Dunwoody is currently awaiting the conclusion of a comprehensive plan, expected for presentation to the City Council in April, according to Kimberley Greer, assistant to the city manager. The ARC grant will help fund a “more specific” master plan, adding to the $125,000 already allotted by the city in this year’s budget.
A master plan, is expected to have input from residents. “Public involvement is critical; not just awareness,” said Greer. “We will hold public meetings and even electronic interaction [for those who cannot attend].”
There has already been significant outside interest in reshaping the Dunwoody Village, which is considered the heart of the city because of its centerpiece historic farmhouse and shops. A group of Georgia Tech students donated a semester-long project on the area, said Ross.
A chief issue for planners is vehicle congestion. Dunwoody is widely known for its traffic, and the creation of a pedestrian-friendly, green-space area could potentially increase the problem.
“We need to measure our transportation plan…against the infrastructure and [find] an ability to accommodate,” said Ross, who believes the correct balance of residential space within a mixed-use plan can help reduce congestion. “Right now, my wife and I have two cars and, if I lived in the Dunwoody Village, I can see just having one. I’d be able to walk to get a cup of coffee and groceries.”
Another concern is that other examples of mixed-use development in the metro area may not suit residents. The Edgewood Retail District, with large chain stores, has increased traffic on Moreland Avenue, upsetting many locals. Atlantic Station—with restaurants, town homes, shops and a movie theater – has become an entertainment hub, drawing people throughout the metro area.

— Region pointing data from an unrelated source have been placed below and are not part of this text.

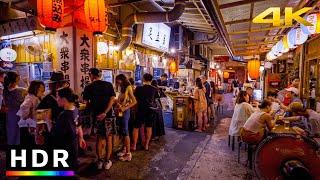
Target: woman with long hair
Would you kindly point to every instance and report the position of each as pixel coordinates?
(13, 98)
(27, 112)
(242, 112)
(200, 105)
(126, 100)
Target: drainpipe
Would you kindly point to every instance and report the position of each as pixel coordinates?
(215, 19)
(148, 17)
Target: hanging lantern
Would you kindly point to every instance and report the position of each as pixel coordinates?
(254, 68)
(296, 37)
(285, 44)
(267, 65)
(95, 14)
(275, 51)
(314, 19)
(173, 67)
(50, 13)
(226, 75)
(301, 37)
(271, 56)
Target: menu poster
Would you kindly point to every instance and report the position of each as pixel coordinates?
(157, 72)
(84, 45)
(138, 73)
(107, 75)
(23, 71)
(65, 53)
(47, 70)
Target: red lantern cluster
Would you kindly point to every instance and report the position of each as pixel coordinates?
(50, 13)
(95, 14)
(89, 15)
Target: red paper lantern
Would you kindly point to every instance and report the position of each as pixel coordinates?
(50, 13)
(95, 14)
(254, 68)
(173, 67)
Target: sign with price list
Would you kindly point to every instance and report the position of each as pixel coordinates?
(84, 58)
(64, 38)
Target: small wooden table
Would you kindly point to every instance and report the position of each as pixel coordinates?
(279, 129)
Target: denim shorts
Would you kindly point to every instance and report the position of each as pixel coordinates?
(124, 126)
(106, 127)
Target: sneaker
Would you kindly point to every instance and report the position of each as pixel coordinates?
(126, 157)
(100, 164)
(107, 165)
(121, 153)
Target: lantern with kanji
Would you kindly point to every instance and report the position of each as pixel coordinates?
(254, 68)
(226, 75)
(50, 13)
(173, 67)
(95, 15)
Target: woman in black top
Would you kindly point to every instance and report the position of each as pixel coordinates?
(64, 132)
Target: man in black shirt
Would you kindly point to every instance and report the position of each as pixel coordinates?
(146, 114)
(100, 96)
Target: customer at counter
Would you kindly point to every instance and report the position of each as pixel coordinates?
(253, 130)
(242, 112)
(297, 113)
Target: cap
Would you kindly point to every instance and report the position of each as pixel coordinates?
(293, 89)
(57, 77)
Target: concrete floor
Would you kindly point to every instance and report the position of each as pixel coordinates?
(177, 155)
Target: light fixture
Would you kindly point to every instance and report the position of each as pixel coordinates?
(102, 48)
(173, 50)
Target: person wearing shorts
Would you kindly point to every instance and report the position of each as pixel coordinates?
(145, 96)
(100, 97)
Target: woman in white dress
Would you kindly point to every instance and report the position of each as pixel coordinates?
(242, 112)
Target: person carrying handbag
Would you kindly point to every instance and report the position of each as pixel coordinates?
(126, 100)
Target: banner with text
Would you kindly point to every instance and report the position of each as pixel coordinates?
(64, 38)
(84, 60)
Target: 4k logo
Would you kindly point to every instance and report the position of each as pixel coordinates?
(288, 17)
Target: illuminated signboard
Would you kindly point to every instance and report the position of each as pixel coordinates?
(156, 35)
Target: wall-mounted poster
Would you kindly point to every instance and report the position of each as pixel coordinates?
(107, 75)
(156, 35)
(84, 45)
(64, 38)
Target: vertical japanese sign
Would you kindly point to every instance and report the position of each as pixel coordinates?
(84, 61)
(65, 53)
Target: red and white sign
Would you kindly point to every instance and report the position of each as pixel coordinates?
(64, 38)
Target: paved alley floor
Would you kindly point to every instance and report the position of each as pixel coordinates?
(178, 155)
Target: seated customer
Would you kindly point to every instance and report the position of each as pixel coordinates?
(297, 112)
(242, 112)
(253, 130)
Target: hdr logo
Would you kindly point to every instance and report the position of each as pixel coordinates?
(38, 162)
(289, 16)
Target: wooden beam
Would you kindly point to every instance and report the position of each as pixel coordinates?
(237, 21)
(238, 3)
(258, 30)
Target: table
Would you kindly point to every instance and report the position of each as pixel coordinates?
(279, 129)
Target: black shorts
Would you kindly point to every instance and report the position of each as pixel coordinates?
(145, 118)
(106, 127)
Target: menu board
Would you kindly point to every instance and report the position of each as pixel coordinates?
(107, 75)
(138, 73)
(157, 72)
(156, 35)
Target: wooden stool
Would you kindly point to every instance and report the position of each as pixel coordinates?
(231, 141)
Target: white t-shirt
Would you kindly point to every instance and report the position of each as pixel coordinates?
(240, 115)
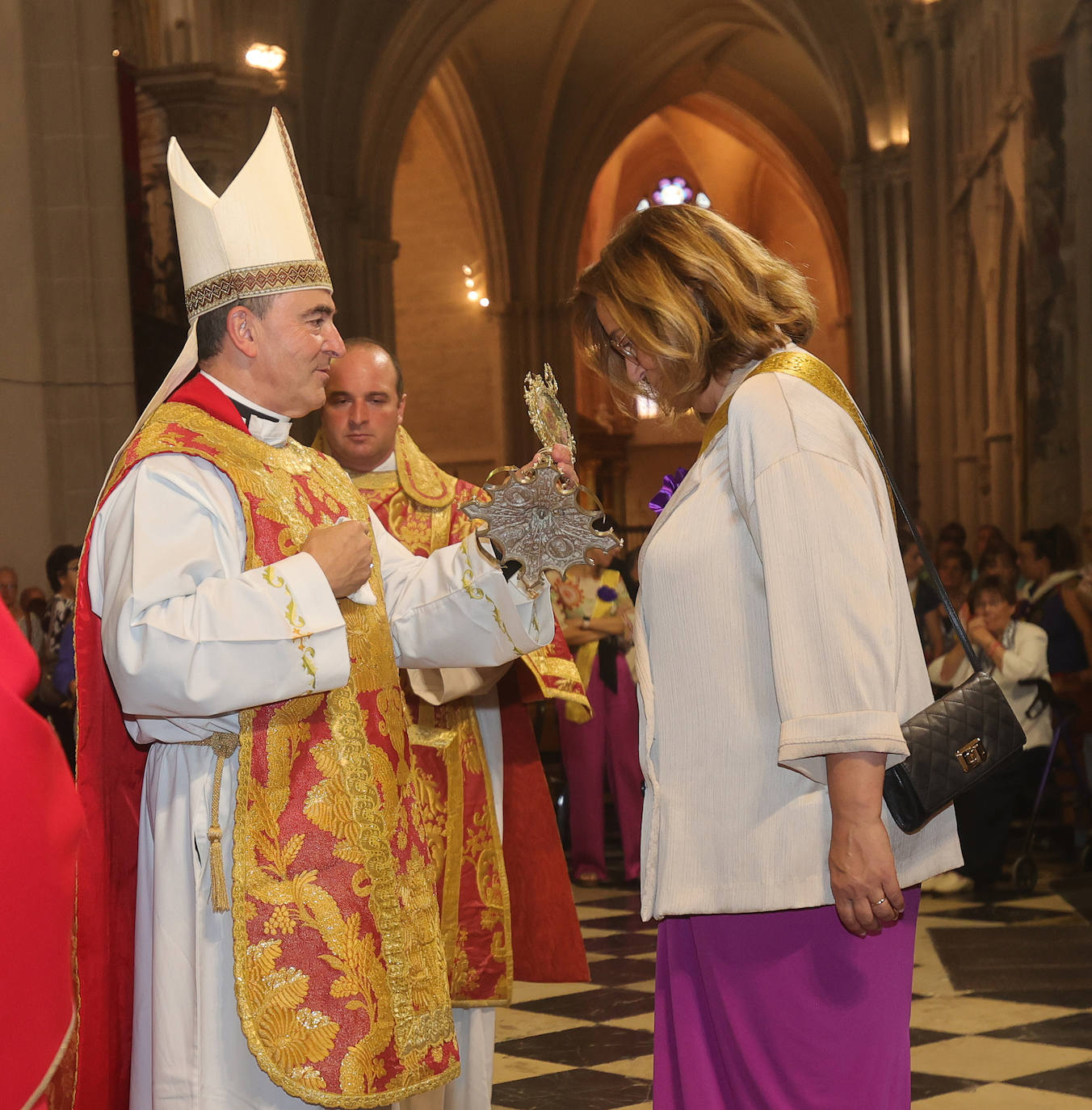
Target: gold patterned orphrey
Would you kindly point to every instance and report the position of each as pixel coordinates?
(533, 516)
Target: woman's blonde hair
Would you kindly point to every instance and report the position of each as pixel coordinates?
(695, 293)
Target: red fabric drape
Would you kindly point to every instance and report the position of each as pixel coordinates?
(41, 828)
(110, 771)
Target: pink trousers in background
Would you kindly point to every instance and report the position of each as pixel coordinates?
(606, 744)
(783, 1011)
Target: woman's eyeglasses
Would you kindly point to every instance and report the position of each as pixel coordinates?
(624, 347)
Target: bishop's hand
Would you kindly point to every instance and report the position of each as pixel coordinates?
(343, 553)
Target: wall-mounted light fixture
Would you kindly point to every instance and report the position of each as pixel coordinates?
(473, 284)
(267, 57)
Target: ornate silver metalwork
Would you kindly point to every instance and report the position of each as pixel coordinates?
(548, 415)
(531, 515)
(534, 519)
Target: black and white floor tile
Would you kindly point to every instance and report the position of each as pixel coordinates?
(1002, 1011)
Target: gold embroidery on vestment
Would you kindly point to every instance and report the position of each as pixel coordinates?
(380, 934)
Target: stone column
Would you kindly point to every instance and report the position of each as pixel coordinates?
(216, 116)
(926, 58)
(67, 389)
(879, 220)
(361, 257)
(1079, 202)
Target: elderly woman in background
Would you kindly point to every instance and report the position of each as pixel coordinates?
(595, 613)
(1014, 652)
(776, 655)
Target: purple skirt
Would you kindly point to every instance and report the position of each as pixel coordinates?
(783, 1011)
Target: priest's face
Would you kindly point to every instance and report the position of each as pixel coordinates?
(363, 410)
(296, 338)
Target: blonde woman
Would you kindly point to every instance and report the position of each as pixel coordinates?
(776, 655)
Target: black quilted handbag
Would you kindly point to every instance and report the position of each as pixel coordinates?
(957, 742)
(953, 742)
(969, 733)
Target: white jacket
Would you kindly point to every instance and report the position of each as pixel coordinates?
(774, 629)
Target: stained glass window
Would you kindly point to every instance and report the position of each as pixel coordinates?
(674, 191)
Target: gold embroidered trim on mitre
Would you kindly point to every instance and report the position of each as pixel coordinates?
(297, 181)
(254, 281)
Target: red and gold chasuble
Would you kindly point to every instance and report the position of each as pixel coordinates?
(340, 973)
(489, 937)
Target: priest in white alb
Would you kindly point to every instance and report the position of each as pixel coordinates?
(241, 620)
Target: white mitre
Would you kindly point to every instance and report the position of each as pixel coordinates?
(254, 240)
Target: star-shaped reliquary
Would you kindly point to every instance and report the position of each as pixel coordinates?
(534, 519)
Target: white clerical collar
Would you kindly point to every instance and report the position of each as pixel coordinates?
(262, 423)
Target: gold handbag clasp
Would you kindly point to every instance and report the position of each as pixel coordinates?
(971, 755)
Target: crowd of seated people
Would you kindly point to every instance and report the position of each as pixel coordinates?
(48, 625)
(1027, 608)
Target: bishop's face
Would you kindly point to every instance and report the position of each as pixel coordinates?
(363, 410)
(296, 340)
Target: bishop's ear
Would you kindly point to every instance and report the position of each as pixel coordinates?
(242, 330)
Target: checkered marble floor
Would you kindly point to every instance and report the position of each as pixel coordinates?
(1002, 1018)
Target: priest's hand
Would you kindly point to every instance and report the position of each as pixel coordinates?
(563, 460)
(343, 553)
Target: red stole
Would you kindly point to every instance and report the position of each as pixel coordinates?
(340, 976)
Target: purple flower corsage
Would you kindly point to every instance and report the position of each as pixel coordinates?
(671, 482)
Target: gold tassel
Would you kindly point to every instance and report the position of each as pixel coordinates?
(223, 744)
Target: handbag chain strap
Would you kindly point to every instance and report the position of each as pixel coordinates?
(817, 373)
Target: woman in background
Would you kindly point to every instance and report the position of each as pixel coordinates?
(595, 613)
(1014, 653)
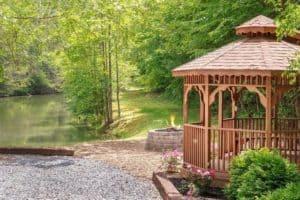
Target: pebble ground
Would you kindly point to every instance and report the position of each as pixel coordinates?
(38, 177)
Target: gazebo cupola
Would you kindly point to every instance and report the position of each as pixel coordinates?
(254, 63)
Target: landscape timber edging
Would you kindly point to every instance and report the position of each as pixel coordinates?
(37, 151)
(165, 187)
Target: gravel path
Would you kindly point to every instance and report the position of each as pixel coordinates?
(37, 177)
(129, 155)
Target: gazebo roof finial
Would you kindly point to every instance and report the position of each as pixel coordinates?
(260, 25)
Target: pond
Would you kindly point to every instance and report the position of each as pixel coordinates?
(38, 121)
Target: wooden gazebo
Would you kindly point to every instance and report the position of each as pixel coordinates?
(255, 63)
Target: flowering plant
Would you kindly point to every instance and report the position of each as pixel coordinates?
(172, 161)
(200, 179)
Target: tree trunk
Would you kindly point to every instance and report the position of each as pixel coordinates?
(117, 79)
(110, 114)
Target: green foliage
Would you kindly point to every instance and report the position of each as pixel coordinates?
(257, 172)
(1, 74)
(170, 33)
(290, 192)
(38, 84)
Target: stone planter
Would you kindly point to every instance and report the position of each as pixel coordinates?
(164, 139)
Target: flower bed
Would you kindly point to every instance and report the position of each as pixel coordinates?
(172, 184)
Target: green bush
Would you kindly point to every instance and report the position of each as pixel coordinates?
(257, 172)
(290, 192)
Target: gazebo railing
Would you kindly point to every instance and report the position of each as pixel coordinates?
(225, 143)
(287, 142)
(259, 123)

“We’re not looking for the hype of Atlantic Station…and we’re not going to have big box retailers like Super Wal-Mart…and Target,” said Ross.
Dunwoody is also looking to redevelop the nearby Georgetown area and the peripheral boundary of Winters Chapel and Tilly Mill Road corridor. Like Dunwoody Village, Georgetown will be a mixed-use project, aimed at a “20-year vision for the entire city,” said Greer.